Prosecutor denies Philadelphia train passengers recorded alleged rape
Frustrated prosecutors have poured cold water on earlier claims by police that witnesses to an alleged rape on a metro train filmed with their smartphones instead of calling 911
Prosecutors in Delaware have strongly denied reports that passengers who witnessed an alleged rape on a Philadelphia metro train simply filmed the act on their phones without intervening or calling police.
Delaware County district attorney Jack Stollsteimer said it was “simply not true” that groups of bystanders were “callously sitting there filming and didn’t act” when the incident took place last week.
That contradicted claims made by Philadelphia transport police earlier this week, who ignited furious media coverage when they said no 911 calls had been made in the city about the incident and blamed witnesses for not stopping it sooner.

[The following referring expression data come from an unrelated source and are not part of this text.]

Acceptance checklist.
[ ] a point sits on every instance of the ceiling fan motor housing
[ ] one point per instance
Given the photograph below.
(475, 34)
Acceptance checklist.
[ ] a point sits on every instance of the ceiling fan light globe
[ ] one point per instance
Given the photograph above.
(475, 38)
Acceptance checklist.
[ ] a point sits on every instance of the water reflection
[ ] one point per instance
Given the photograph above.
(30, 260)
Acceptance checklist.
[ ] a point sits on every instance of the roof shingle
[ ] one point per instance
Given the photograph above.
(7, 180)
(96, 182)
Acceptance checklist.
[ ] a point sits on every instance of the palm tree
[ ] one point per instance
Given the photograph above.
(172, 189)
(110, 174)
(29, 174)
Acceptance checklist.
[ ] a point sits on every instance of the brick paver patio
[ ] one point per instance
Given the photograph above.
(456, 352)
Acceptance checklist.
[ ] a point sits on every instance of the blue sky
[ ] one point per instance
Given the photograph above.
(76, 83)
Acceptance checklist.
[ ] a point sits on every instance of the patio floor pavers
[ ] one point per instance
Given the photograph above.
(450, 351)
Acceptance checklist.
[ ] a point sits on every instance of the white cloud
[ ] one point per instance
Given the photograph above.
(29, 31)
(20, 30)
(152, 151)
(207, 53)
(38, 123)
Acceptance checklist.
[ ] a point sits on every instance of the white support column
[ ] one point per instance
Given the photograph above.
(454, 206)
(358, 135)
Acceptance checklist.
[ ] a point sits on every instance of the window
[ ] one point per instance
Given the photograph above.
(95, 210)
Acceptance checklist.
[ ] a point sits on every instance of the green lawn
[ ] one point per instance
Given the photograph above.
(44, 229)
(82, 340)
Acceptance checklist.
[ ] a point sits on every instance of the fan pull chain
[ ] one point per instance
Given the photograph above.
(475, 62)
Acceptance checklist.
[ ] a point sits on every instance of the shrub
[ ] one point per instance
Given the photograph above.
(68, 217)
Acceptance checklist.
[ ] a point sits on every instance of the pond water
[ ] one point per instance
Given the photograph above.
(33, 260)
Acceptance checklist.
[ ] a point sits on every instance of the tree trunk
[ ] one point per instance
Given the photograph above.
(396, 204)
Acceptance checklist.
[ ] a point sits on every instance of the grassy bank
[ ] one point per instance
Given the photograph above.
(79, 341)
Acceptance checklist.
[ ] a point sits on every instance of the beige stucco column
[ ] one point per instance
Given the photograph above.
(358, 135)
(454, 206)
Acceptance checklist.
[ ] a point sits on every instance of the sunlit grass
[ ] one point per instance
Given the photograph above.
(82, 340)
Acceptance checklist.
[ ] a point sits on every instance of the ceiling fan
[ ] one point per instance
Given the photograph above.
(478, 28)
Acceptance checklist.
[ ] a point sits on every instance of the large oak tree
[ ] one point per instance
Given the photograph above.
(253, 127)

"There were other people on the train who witnessed this horrific act, and it may have been stopped sooner if a rider called 911,” said the Southeastern Pennsylvania Transportation Authority (Septa) in a statement.
Septa police chief Thomas Nestel III chimed in at a press conference on Monday: “I don’t want to, and I can’t, frankly, speculate as to what was on people’s minds. But from the video it does appear that people were holding their phones up, in the direction of what was happening.”
Timothy Bernhardt, police superintendent for the Philadelphia township of Upper Darby, called passengers’ actions “troubling” and said: “There was a lot of people, in my opinion, that should have intervened. Somebody should have done something.”
Some officers even suggested that witnesses who failed to help might face criminal prosecution.
But at another conference on Thursday, an apparently frustrated Mr Stollsteimer called this narrative “misinformation”, saying many passengers who passed by the incident might not have realised what they were seeing in the regular rush.
He said: “People in this region are not, in my experience, so inhuman and callous ... that they’re going to sit there and just watch this happen and videotape it – as one journalist said today – for their own private enjoyment.”
“The picture that people have gotten, that this crowd of people sitting there were filming and not doing anything, isn’t true.”
He noted that a suspect in another Septa sexual assault on Wednesday night had only been arrested after a bystander alerted police, saying: “That’s how people are in Delaware County. If people need help we stand up and help.”
Prosecutors have charged Fiston Ngoy, a 35-year-old man originally from the Democratic Republic of Congo who previously pled guilty to a sex offence in Washington DC, with rape and sexual assault over the incident last week. He remains in custody on a $180,000 (£131,000) bail.